The reason companies accumulate bad permissions is that they can’t see them. “If you can’t see them, you can’t manage them.” SSO, IGA, and PAM tools do not provide the visibility to answer the simple question of “who can do what with our data?” When we founded Veza three years ago, we spoke to many security and identity leaders, all of whom were concerned about increasing threats from ransomware, insider threats, privilege abuse, and credential theft.
They told us they suffered from a lack of understanding identity access and associated permissions, and even when they used all their disparate tech purchases (SSO, IAM, IGA, PAM, etc.) in concert, still could not piece together the reality of identity access.
A Shared Vision
The greatest insights come from customers, if you’re truly listening. From our early research, we realized that the key to managing access is authorization metadata. Every system (whether SaaS, cloud infrastructure, or custom on-premise apps) has some mechanism for controlling who can access what. In most systems, that metadata can be queried. If someone could make sense of that metadata, and connect the dots across multiple identity platforms like Okta, Ping, and Active Directory (AD), that would unlock the understanding everyone was asking for. In short, the truth of access lives in the systems themselves, not in SSO! Making sense of that very complicated (and voluminous) data is not easy, but this was an idea that would alter the course of Identity Security.
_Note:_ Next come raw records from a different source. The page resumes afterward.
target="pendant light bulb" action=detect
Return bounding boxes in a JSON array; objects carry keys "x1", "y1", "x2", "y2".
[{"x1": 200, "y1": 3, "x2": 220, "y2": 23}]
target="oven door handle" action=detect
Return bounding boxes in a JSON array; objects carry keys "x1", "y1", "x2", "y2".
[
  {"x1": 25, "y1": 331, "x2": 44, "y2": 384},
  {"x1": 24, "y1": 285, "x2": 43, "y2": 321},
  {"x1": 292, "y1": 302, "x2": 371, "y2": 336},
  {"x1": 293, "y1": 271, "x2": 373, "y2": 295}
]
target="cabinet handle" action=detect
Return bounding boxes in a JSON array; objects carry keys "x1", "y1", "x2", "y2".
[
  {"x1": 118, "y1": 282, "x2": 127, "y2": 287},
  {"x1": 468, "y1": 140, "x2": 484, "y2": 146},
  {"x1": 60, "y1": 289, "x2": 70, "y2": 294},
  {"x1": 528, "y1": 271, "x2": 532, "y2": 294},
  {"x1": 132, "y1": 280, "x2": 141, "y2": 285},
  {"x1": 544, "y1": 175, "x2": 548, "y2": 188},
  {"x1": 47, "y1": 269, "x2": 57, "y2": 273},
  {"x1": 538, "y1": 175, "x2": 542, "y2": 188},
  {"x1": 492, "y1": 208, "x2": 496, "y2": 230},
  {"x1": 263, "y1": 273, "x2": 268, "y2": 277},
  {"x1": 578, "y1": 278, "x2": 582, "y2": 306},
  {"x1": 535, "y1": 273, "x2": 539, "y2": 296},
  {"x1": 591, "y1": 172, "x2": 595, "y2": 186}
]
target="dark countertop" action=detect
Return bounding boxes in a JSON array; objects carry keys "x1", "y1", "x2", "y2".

In 2021, we were very fortunate to partner with Karim Faris at Google Ventures who introduced us to Phil Venables. In our first meeting with Phil – a meeting intended to last 30 minutes – we shared our discovery about the power of authorization and the MVP product we had built. The 30 minutes turned into hours as Phil dug deep with our team. As luck would have it, we were kindred spirits, because Phil had recently penned a post about the challenges of productizing authorization data. Metadata is the right foundation, said Phil, for an enterprise-wide identity access governance platform. For us, it was a happy day of validation and encouragement.
In the few years since, Veza has built the foundation of that platform, surpassing 100 integrations and monitoring over 200 million permissions on behalf of customers. With this level of visibility, Veza can solve longstanding security pains. We can watch for privilege violations or residual dormant permissions, left behind when somebody changed jobs. We can watch for new local admins created in a SaaS app, bypassing governance systems… the kind of grants that get CISOs in trouble with auditors. As we like to say, “Veza monitors millions of permissions so you don’t have to!” When Veza finds a mistake, it’s easy to trigger a remediation through ITSM tools like ServiceNow. In short, we’re making it practical to pursue the principle of Least Privilege.
It’s rewarding to reflect on the journey that has taken us from that first meeting with Phil to today’s announcement that Phil is joining our Board. From the very beginning, Veza has found in Phil a seasoned expert and we’re grateful that he’s sharing his wealth of experience and knowledge as we reach beyond IAM to help enterprises secure access to sensitive data across all applications and systems. It’s a happy day. Of course, it’s just the beginning, with lots more to come.
Thanks to the dedication of our team, our investors, and the invaluable feedback from our customers, Veza has demonstrated the power of authorization data as the source of truth to help organizations secure access to data anywhere and everywhere. I look forward to Phil’s contributions and am thrilled to be working alongside him in support of our mission to build the future of Identity Security at Veza.